Finding dates used to require approaches such as hiring matchmakers, signing up for dancing and cooking classes, attending synagogue, asking friends for help, or, for the least energetic, merely creating a cursory profile on sites such as JDate.

But now, thanks to apps such as the uber-popular Tinder, it takes just one finger and a smartphone to maybe, just maybe, find your one-and-only. 

Launched in 2012, Tinder may now be millennials’ most popular source for matchmaking — possibly even more than friends introducing friends.

Two of the app’s three creators are Sean Rad and Justin Mateen, two Jewish 27-year-olds from Los Angeles who set up shop in West Hollywood with their other co-founder, Jonathan Badeen. (Despite their full work and social schedules, both Rad and Mateen said they make sure to be at their parents’ Shabbat dinner tables every Friday.) They declined to reveal how many millions of people have downloaded Tinder, but they are competing with the most successful matchmaking apps (see: Hinge) in “creating introductions,” Tinder’s raison d’etre.
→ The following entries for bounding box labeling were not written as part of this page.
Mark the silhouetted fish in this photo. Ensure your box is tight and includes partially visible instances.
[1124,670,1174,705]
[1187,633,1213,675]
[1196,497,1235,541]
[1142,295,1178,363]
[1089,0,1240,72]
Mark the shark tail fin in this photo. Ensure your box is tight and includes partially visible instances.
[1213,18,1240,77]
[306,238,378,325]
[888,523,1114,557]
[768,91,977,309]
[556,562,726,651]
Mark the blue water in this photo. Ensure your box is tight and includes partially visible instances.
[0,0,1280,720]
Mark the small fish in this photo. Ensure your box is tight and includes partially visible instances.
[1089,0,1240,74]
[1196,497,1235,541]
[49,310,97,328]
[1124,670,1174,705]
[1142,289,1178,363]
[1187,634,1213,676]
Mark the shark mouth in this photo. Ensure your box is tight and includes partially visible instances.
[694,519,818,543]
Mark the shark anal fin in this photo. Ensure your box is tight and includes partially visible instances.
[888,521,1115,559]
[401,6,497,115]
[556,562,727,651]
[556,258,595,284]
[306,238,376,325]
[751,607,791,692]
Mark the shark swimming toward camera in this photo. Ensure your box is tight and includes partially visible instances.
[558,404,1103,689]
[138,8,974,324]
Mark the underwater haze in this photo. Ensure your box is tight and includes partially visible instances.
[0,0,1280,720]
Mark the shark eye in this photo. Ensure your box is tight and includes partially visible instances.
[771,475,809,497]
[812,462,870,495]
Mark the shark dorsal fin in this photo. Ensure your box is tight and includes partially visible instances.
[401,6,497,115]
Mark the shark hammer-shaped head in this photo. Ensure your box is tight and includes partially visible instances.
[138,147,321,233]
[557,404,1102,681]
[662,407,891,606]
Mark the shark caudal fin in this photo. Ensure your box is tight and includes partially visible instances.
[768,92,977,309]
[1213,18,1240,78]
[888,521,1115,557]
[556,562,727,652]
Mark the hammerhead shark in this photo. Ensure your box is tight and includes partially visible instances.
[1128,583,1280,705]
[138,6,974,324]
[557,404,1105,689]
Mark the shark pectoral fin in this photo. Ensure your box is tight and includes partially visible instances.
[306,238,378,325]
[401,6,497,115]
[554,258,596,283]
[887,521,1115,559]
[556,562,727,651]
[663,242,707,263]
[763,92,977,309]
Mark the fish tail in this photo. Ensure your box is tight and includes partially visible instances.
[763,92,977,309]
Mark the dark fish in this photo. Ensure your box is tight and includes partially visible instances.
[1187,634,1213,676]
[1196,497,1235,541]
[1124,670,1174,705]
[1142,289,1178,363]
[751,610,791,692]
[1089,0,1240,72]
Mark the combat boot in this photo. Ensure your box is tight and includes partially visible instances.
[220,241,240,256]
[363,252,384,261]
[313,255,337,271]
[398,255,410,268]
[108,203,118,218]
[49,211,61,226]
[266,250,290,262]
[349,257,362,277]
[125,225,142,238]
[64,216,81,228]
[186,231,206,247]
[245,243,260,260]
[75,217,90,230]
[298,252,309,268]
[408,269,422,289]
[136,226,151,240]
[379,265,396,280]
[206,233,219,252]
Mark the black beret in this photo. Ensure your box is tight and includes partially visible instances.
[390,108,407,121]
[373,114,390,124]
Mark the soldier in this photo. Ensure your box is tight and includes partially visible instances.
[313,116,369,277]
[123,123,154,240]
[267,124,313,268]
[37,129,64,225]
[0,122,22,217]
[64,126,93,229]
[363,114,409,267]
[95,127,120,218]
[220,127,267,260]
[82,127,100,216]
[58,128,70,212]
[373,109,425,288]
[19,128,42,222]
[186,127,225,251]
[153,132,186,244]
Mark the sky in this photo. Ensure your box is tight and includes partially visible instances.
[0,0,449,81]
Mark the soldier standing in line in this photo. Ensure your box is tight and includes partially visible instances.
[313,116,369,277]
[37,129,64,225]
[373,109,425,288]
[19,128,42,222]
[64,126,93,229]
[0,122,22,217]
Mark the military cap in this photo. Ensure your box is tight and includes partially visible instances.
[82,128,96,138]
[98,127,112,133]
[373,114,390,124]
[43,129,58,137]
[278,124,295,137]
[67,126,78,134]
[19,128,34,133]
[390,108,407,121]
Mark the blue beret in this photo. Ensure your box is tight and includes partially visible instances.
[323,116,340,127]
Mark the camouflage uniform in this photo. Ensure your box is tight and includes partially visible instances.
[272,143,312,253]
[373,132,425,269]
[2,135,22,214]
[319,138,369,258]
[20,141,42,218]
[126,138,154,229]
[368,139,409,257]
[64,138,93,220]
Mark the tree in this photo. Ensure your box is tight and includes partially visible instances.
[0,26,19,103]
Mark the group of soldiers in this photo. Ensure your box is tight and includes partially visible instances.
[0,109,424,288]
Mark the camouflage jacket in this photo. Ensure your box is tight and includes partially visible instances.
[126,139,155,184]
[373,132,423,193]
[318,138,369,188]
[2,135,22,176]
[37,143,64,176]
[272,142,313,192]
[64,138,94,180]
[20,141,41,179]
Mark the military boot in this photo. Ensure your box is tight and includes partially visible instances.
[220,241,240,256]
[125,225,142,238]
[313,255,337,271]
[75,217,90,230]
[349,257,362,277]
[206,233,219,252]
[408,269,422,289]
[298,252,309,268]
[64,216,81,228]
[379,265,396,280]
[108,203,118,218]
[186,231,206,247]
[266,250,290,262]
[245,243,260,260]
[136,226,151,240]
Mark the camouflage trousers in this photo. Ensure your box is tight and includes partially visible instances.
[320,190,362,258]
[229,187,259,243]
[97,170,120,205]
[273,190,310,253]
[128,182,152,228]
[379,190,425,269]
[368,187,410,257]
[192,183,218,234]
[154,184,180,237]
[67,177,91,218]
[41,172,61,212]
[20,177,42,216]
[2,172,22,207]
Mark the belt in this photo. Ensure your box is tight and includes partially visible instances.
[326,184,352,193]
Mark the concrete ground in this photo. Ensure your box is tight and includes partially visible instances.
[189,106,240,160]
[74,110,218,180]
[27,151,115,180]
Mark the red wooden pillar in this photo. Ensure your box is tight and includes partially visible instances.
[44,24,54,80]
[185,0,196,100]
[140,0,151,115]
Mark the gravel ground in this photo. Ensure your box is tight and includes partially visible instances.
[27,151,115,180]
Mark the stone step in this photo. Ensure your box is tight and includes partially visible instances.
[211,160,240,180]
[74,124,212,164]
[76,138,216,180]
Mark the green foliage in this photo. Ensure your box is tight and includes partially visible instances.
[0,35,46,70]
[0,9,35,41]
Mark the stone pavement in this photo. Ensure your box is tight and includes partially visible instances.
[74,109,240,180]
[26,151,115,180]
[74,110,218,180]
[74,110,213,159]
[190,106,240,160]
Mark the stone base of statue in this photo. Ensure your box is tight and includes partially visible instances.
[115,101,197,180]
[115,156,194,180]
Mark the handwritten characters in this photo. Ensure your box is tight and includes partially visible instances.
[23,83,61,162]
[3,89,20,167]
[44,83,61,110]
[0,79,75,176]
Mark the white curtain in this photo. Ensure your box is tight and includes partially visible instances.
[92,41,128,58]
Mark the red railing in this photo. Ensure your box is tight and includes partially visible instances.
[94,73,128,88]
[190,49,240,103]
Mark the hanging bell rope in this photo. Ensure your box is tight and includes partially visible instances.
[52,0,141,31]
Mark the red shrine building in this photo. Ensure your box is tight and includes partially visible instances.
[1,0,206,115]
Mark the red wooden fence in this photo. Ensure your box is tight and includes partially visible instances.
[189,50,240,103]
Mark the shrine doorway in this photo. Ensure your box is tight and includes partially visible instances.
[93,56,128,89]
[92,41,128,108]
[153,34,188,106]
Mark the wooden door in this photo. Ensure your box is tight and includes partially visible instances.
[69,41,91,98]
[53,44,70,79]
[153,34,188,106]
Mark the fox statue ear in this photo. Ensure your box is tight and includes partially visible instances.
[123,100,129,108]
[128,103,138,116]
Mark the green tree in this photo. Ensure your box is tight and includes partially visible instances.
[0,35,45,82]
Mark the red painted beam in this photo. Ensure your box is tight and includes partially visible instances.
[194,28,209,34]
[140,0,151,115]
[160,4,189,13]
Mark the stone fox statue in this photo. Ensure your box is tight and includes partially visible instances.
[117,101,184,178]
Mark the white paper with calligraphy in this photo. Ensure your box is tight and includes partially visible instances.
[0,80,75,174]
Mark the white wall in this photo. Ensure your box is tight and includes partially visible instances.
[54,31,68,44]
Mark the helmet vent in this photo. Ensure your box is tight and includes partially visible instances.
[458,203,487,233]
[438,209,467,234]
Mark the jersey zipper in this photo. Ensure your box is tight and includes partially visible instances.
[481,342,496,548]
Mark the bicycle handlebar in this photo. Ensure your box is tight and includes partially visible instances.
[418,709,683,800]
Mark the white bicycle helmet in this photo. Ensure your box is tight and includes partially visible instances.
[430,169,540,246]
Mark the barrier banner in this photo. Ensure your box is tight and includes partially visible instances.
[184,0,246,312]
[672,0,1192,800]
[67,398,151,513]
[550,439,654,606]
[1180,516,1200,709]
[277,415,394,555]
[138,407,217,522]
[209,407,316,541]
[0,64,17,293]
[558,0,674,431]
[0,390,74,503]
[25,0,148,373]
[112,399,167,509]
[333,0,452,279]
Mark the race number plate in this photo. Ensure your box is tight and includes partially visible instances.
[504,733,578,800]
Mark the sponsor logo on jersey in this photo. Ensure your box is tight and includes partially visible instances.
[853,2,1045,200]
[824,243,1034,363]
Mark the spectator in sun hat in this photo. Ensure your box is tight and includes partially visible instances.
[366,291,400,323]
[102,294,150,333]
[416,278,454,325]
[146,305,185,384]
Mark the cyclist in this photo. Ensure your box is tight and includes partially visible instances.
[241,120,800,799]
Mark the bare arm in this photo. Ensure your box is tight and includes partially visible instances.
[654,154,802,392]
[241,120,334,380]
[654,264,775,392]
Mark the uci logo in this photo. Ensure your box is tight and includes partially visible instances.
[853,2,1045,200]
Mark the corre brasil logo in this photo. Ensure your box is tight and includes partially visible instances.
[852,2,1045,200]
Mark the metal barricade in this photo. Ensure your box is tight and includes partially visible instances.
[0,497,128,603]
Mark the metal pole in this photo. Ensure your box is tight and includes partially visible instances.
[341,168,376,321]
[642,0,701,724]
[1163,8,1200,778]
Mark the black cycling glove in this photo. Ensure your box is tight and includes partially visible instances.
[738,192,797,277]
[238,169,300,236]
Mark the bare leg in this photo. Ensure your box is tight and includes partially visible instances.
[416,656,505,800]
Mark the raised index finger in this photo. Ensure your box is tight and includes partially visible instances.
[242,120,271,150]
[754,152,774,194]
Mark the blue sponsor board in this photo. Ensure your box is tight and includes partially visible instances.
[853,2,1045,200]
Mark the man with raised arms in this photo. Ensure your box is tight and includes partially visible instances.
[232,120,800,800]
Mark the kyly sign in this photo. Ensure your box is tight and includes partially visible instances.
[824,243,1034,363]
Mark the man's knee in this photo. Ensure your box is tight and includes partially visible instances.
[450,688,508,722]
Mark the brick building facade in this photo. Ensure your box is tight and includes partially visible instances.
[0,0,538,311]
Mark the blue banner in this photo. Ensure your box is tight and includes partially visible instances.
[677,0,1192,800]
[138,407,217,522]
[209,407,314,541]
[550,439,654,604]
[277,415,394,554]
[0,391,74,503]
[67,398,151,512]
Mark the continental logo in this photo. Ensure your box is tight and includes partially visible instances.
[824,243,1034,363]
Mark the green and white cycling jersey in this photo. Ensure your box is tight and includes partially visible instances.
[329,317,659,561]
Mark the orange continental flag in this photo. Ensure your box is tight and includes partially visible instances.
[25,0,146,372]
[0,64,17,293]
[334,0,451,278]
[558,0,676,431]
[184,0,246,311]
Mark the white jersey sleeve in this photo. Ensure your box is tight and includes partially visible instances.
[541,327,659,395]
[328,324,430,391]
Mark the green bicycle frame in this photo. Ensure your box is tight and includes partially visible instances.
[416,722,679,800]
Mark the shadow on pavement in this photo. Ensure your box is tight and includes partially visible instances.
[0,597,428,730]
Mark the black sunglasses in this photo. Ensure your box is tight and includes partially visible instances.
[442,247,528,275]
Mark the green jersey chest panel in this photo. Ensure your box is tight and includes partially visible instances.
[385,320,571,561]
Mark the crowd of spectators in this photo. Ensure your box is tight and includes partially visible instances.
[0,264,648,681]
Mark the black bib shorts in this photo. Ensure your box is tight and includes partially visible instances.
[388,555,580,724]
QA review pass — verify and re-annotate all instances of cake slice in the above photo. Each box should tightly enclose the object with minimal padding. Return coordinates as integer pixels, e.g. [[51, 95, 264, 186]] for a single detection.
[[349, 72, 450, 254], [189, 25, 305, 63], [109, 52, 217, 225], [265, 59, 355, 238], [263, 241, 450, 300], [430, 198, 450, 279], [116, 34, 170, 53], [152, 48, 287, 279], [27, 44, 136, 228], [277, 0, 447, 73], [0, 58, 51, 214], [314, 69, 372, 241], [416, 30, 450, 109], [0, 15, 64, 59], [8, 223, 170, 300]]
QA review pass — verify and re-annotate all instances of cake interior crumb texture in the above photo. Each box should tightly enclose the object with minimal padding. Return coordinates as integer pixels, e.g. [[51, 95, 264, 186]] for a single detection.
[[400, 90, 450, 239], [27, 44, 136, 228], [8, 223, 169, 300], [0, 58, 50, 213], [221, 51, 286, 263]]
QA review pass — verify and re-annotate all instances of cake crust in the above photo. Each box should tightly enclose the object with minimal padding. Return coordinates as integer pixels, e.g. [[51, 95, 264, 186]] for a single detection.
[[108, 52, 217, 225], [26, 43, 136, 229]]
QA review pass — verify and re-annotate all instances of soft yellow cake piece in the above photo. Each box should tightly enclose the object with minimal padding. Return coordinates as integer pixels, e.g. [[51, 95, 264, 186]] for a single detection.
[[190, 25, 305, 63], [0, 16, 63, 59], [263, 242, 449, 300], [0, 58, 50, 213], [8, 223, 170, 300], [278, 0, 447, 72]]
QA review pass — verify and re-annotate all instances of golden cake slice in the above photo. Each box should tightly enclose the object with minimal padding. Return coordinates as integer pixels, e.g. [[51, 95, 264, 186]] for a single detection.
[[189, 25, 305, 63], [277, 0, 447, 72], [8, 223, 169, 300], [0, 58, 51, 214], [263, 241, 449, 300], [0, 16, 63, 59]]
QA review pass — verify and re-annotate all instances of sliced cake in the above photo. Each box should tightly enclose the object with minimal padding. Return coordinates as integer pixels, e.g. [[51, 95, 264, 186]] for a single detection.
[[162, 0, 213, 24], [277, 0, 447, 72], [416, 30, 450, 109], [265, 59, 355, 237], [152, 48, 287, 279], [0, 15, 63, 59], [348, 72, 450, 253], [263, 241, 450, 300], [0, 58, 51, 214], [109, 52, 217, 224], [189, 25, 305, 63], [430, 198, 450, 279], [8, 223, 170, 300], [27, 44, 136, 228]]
Available for free on Apple and Android operating systems, Tinder works like this: If Ted, 22, wants to meet someone new, the app starts by pulling information from his Facebook account — first name, age, interests, friends and photos. Then Ted can write a brief description of himself, choose which photos to post and — voila! — time to Tinder.

One after another, pictures of young women — if that’s who he’s looking to meet — will appear on Ted’s screen, along with their first names and ages. Ted can also see whether they have friends or interests in common. 

Clicking on the profile photo of one — say, Victoria, 23 — Ted scrolls through a few more pictures, reads her bio (she describes herself as “compassionate and adventurous” and has an Instagram account) and sees that their mutual Facebook friend is someone he has never met in person. Not sufficiently intrigued, Ted swipes his finger to the left, sending Victoria into the Tinder netherworld. He will never see her again.

Next up is Beth, 21. Bad photo. Easy choice. Swipe left.

Then Jamie, 22. Cute face but strange smile. Swipe left.

It has been only seven seconds since Ted swiped left on Victoria, and he’s coming up on his fourth potential match: Sara, 21. She’s very pretty, has four mutual friends, loves Dave Matthews Band, and she last used the app five minutes ago (Tinder shows that), so she’s definitely actively looking. Swipe right.

Suddenly, a new screen pops up with a picture of Ted and Sara and the words “It’s a Match!” This means Sara must have seen Ted’s profile and swiped right, too. This allows them to send direct messages to each other, share some jokes, exchange phone numbers and then, who knows what?